Scrutiny Concerns and Missing Details
Despite the Bill’s passage, Assembly scrutiny has highlighted significant gaps in the legislation itself. The Committee for the Economy noted that the Bill contains only one active clause setting out high-level regulation-making powers. Consequently, it includes no detail on key closure issues:
- The specific closure tariffs
- How historic RHI data will be used to calculate payments
- The precise banding arrangements for different levels of boiler usage
The Committee’s report emphasised that these details will be crucial to ensuring the closure complies with State Aid rules, Treasury requirements, and value-for-money tests. The Department has committed to bringing a paper to the Executive in December 2025 to confirm the closure regulations, with the consultation response published earlier this year informing those decisions.
The Shadow of the Inquiry
The RHI scheme’s troubled history continues to cast a long shadow. Launched in 2012 to encourage businesses to switch to renewable heating, it lacked cost controls and paid subsidies higher than the cost of fuel, creating an incentive to “burn to earn.” The projected overspend—once feared to reach £700 million—contributed to the collapse of the Executive in 2017 and triggered a public inquiry that cost £13 million.
Four years after that inquiry reported, reform of the civil service and governance structures it recommended remains incomplete. A Northern Ireland Audit Office report published in October 2024 found that only 26 of the 42 recommendations had been implemented, with five deemed unlikely to be properly addressed by current plans.

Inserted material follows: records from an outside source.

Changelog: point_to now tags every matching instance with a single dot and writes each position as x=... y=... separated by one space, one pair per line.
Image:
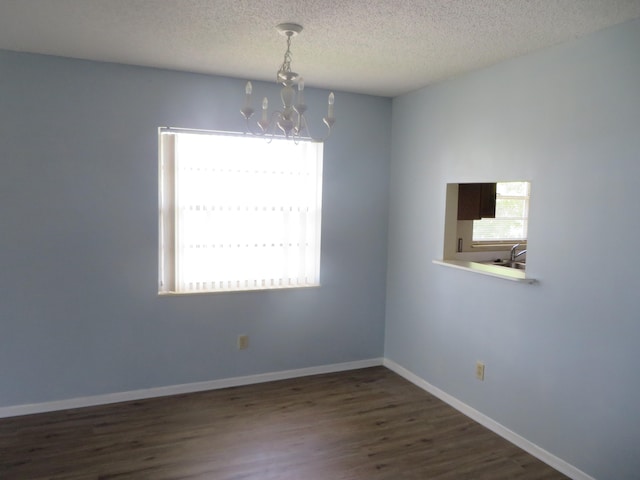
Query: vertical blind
x=238 y=213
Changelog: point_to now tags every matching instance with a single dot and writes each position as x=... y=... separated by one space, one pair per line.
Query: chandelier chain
x=286 y=64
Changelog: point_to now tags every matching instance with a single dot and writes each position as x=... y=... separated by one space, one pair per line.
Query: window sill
x=496 y=271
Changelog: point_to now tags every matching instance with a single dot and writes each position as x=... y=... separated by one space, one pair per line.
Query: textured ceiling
x=380 y=47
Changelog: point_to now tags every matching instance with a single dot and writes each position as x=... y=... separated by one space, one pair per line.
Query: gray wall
x=79 y=311
x=561 y=356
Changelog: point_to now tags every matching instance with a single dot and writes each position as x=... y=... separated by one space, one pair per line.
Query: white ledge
x=497 y=271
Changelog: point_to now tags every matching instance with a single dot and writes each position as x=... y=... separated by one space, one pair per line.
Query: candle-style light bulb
x=331 y=102
x=247 y=98
x=265 y=106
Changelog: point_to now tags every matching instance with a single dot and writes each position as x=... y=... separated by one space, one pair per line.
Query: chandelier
x=290 y=120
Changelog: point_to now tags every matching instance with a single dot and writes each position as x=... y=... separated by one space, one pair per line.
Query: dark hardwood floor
x=367 y=424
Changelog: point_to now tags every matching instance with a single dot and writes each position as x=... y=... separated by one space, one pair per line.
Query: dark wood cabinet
x=476 y=201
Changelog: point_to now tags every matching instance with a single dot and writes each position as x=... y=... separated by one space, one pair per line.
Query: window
x=238 y=213
x=511 y=216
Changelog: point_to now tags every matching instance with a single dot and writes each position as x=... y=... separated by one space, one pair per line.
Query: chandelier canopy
x=290 y=121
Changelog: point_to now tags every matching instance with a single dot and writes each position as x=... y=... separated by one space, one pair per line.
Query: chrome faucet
x=515 y=255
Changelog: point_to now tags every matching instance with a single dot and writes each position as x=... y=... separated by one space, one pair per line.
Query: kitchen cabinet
x=476 y=201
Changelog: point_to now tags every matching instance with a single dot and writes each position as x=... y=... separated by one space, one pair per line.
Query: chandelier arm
x=305 y=127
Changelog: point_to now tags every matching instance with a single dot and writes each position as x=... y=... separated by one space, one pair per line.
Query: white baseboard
x=16 y=410
x=529 y=447
x=526 y=445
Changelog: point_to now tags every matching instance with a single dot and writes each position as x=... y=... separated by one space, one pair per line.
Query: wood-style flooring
x=367 y=424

Particular concerns remain around record-keeping standards and ministerial accountability—issues directly relevant to how the closure scheme will be administered over the next decade.
Critical Questions Ahead
As the Bill moves toward Royal Assent and the Department prepares detailed regulations, several questions remain unanswered:
- Will the closure regulations provide sufficient granular detail to satisfy the Committee’s concerns about transparency and audit trails?
- How will the Department verify that installations remain operational during the 10-year payout period without Ofgem’s metering infrastructure?
- Given that over £100 million in renewable heat funding has gone unutilised since 2020 due to the delay in closure, what replacement decarbonisation support will be introduced—and when?
- Will the remaining RHI Inquiry recommendations regarding civil service accountability be implemented before the scheme makes its final payments in 2036?
The Bill’s passage represents a milestone, but with payments continuing until 2036 and administration costs running to £17 million over the next decade, the “cash-for-ash” story will continue to feature in Northern Ireland’s public finances and political discourse for years to come. The Department for the Economy has indicated it will now move swiftly to share next steps with the Committee for the Economy to allow further scrutiny of the regulations before they come into effect next April.